I have tried many times to solve this problem and would be grateful for any advice:

Let the quadratic function $F: \mathbb{R}^{n} \longrightarrow \mathbb{R}$ defined by:

$$ F(\mathbf{x})=\frac{1}{2} \langle A \mathbf{x}, \mathbf{x} \rangle - \langle \mathbf{c}, \mathbf{x} \rangle, \quad \forall \mathbf{x} \in \mathbb{R}^{n} $$

where $A$ is a real symmetric positive definite (square) matrix, $\mathbf{c} \in \mathbb{R}^{n}$

Let $0<\lambda_{1} \leq \lambda_{2} \leq \cdots \leq \lambda_{n}$ be the eigenvalues of the matrix $A$ and let $\mathbf{w}_{1}, \mathbf{w}_{2}, \ldots, \mathbf{w}_{n}$ be the corresponding eigenvectors in $\mathbb{R}^{n}$ (reminder: For all $1 \leq i \leq n, A \mathbf{w}_{i}=\lambda_{i} \mathbf{w}_{i}$ and $\left\{\mathbf{w}_{i}\right\}_{1 \leq i \leq n}$ is an orthonormal basis of $\mathbb{R}^{n}$. Applying the steepest descent method to determine

$$\mathbf{u}^{\star}:=\min _{\mathbf{u} \in \mathbb{R}^{n}} F(\mathbf{u})$$

that is, we construct a sequence $\left\{\mathbf{u}^{(k)}\right\}_{k \in N}$,

$$u^{(k+1)}=u^{(k)}-\rho_{k} \nabla F\left(u^{(k)}\right)$$

for a given $\mathbf{u}^{(0)}$.

I managed to show (was asked to): $\mathbf{u}^{(k+1)}-\mathbf{u}^{\star}=\mathbf{u}^{(k)}-\mathbf{u}^{\star}-\rho_{k} A\left(\mathbf{u}^{(k)}-\mathbf{u}^{\star}\right), \quad \forall k \in \mathbb{N}$

Now I want to prove that:

  1. Assume now that $\mathbf{u}^{(0)}=\mathbf{u}^{\star}+\alpha \mathbf{w}_{m}$, with $\alpha \in \mathbb{R}^{*}(\alpha \neq 0)$ and $m \in\{1,2, \ldots, n\}$. Show that the gradient method converges in exactly one iteration. Does it help that $\mathbf{u}^{(0)}$ and $\mathbf{u}^{\star}$ lie on the same straight line? I don't know how to find $\rho_{k}$ for the first iteration

  2. Assume $\lambda_{1}<\lambda_{n}$, and that $<\mathbf{u}^{(0)}-\mathbf{u}^{\star}, \mathbf{w}_{1}>\neq 0$ and $<\mathbf{u}^{(0)}-\mathbf{u}^{\star}, \mathbf{w}_{n}>\neq$ 0 . Prove that the gradient method does not converge in a finite number of iterations, namely $\mathbf{u}^{(k)} \neq \mathbf{u}^{\star}, \forall k \in \mathbb{N}$ (clue: write $\mathbf{u}^{(k)}-\mathbf{u}^{\star}=\sum_{i=1}^{i=n} \alpha_{i}^{(k)} \mathbf{w}_{i}$, for $\alpha_{i}^{(k)} \in \mathbb{R}$ and prove by induction, that $\alpha_{1}^{(k)} \neq 0, \alpha_{n}^{(k)} \neq 0$ $) .$ Why the "distance" of the kth iteration from the minimum is connected to the eigenvectors?

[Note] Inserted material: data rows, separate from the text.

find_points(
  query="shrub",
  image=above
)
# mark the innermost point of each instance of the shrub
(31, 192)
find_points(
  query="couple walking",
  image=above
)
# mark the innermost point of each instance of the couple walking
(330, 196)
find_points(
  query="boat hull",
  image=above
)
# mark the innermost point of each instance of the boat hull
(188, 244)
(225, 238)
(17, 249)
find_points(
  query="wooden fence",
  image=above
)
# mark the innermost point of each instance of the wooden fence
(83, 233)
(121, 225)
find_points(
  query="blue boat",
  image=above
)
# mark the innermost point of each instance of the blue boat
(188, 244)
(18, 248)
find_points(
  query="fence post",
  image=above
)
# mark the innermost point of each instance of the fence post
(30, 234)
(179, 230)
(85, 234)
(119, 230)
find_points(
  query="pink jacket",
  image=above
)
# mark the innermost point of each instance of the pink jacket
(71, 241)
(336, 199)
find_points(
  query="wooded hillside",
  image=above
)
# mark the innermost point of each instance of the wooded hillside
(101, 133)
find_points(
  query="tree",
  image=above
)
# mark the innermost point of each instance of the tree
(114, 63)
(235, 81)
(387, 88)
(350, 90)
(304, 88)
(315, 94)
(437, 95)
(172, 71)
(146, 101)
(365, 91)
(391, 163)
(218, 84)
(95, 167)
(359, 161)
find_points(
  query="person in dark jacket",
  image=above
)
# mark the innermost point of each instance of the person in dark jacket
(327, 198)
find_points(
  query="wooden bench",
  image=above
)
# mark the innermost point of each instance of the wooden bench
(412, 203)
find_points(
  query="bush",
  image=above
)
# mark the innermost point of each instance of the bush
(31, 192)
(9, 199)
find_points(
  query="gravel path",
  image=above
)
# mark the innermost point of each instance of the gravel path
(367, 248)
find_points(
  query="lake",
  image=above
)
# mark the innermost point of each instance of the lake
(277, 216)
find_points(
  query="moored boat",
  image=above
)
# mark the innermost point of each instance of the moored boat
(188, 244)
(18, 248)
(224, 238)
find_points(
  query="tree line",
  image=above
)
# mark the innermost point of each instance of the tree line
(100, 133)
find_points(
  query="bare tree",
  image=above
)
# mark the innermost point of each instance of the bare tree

It holds $\mathbf{A} \mathbf{u}^* = \mathbf{c}$, so the gradient expresses as $$ \nabla F(\mathbf{x}) = \mathbf{Ax-c} = \mathbf{A}(\mathbf{x}-\mathbf{u}^*) $$

The gradient update yields $$ \mathbf{u}_1 = \mathbf{u}_0 - \rho_0 \mathbf{A}(\mathbf{u}_0-\mathbf{u}^*) $$ For the given choice $\mathbf{u}_0 = \mathbf{u}^*+\alpha \mathbf{w}_m$, this simplifies into $$ \mathbf{u}_1 = \mathbf{u}^*+\alpha \mathbf{w}_m - \alpha \rho_0 \lambda_m \mathbf{w}_m $$ By choosing the step size $\rho_0=1/\lambda_m$, the gradient descent method reaches the solution in one step!